If there has ever been a “thing” that has sought to define how I see my value, it would be my “relationship status”. Being 27 and still single might be easy for someone out there, but it has not been for me…pretty much since the time I was 14 and still single. It’s not easy watching other people – including close friends “live the dream”. Hollywood and pop culture don’t help much either. It’s almost the unwritten code that if you are single (especially older and single), then something must be wrong with you. Or maybe that’s just what we’re tempted to think about ourselves.
And then there are the people who hear me say these things and say, “Oh you’re so young!” Enter respectful pause. I love you. I really do. But please stop talking. You just missed the whole point of what I was just trying to say. I’m not saying I’m hopeless. I’m not saying that I’m old. I am saying that the desire of my heart to love someone else and to be loved has not yet been met, and it is a real struggle for me.
That, in and of itself, IS TOTALLY OK. It’s ok to not have every longing met and desire satisfied. In fact, it is actually a healthy thing. The problem (or rather the sin) enters when we begin to internalize what is lacking to mean something much more significant. We begin to believe lies about ourselves and our situations. We determine our worth and happiness based on whether or not these desires are fulfilled. We begin to develop unrealistic expectations of things and people that they were never meant to carry, and we ultimately look for satisfaction from them that can only be given by God.
If you struggle with the temptation to determine your worth or value from something or someone other than God, I want to tell you something: that means you’re human. I also want to tell you that temptation is not sin. Sin comes in when we respond wrongly to that temptation. In some ways, I think the struggle is ok, when faced in the power of Christ, because it has the potential of making us sharper in our walk with Him. However, when we recognize that we have this area of struggle, our spiritual ears need to perk and our spiritual eyes need to focus. Alarms need to sound and action needs to be taken. Temptation should be that red flag and flashing warning light that causes us to run with all we’ve got in just one direction: away from the temptation and toward Jesus.

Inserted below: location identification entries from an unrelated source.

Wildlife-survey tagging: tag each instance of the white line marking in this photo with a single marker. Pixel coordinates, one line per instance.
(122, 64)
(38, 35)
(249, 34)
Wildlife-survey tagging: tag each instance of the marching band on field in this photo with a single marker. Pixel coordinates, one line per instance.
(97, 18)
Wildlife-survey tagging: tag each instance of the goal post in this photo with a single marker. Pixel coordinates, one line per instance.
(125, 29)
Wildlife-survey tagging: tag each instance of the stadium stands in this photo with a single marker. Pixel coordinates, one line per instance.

I can’t speak into every kind of “idol” here, so I will address my own particular area of struggle: the desire to love someone else and be loved; the desire to be in relationship.
We were created for relationship, and we were created with desires toward romantic relationships. This is not wrong. It is also not wrong to be in a romantic relationship. So at what point is this a problem? The problem is when I want a man’s heart more than I want God’s heart. The problem is when I think about falling in love with a man more often and more deeply than I think about falling in love with God. The problem is when the adventure of romance excites me more than the Great Adventure with God. The problem is when the lack of love from a human makes me feel depleted and rejected. Red flashing light – WARNING – my perspective is off. When I realize that this is happening, there is only one proper response that I could have: I must run to Jesus. I must immerse myself in His embrace. I must ask Him to once again inspire me with the vision of His Kingdom on earth as it is in heaven. I must pray, Lord, focus my eyes.
I have met a lot of amazing guys in my life; guys that love Jesus with all their hearts and long to serve Him. THAT is attractive. THAT catches my eye. However, Dr. Juli Slattery puts it well: “A good thing that becomes the primary thing immediately becomes an immoral thing.” My standard for marriage can be wrapped up in one simple statement: If I run after Jesus with all my heart and he runs after Jesus with all his heart, do we find ourselves running in the same direction? If the answer is no, then he is not right for me. Period. He can be a great guy. He can have a great heart. However, I have determined that I would rather be single than live my life in any other way than 110% sold out for Jesus. Life is too short and eternity too important to waste a moment looking to the right or to the left. My motto? I want to be like an arrow aimed straight at the heart of Jesus. An arrow doesn’t take detours. An arrow doesn’t rethink the plan. It simply flies, launched toward its target and it doesn’t stop until it gets there.
What is God convicting you of today? What have you desired more than Christ? What loves need to be refocused in your life today? Take the time. It really is the most important thing.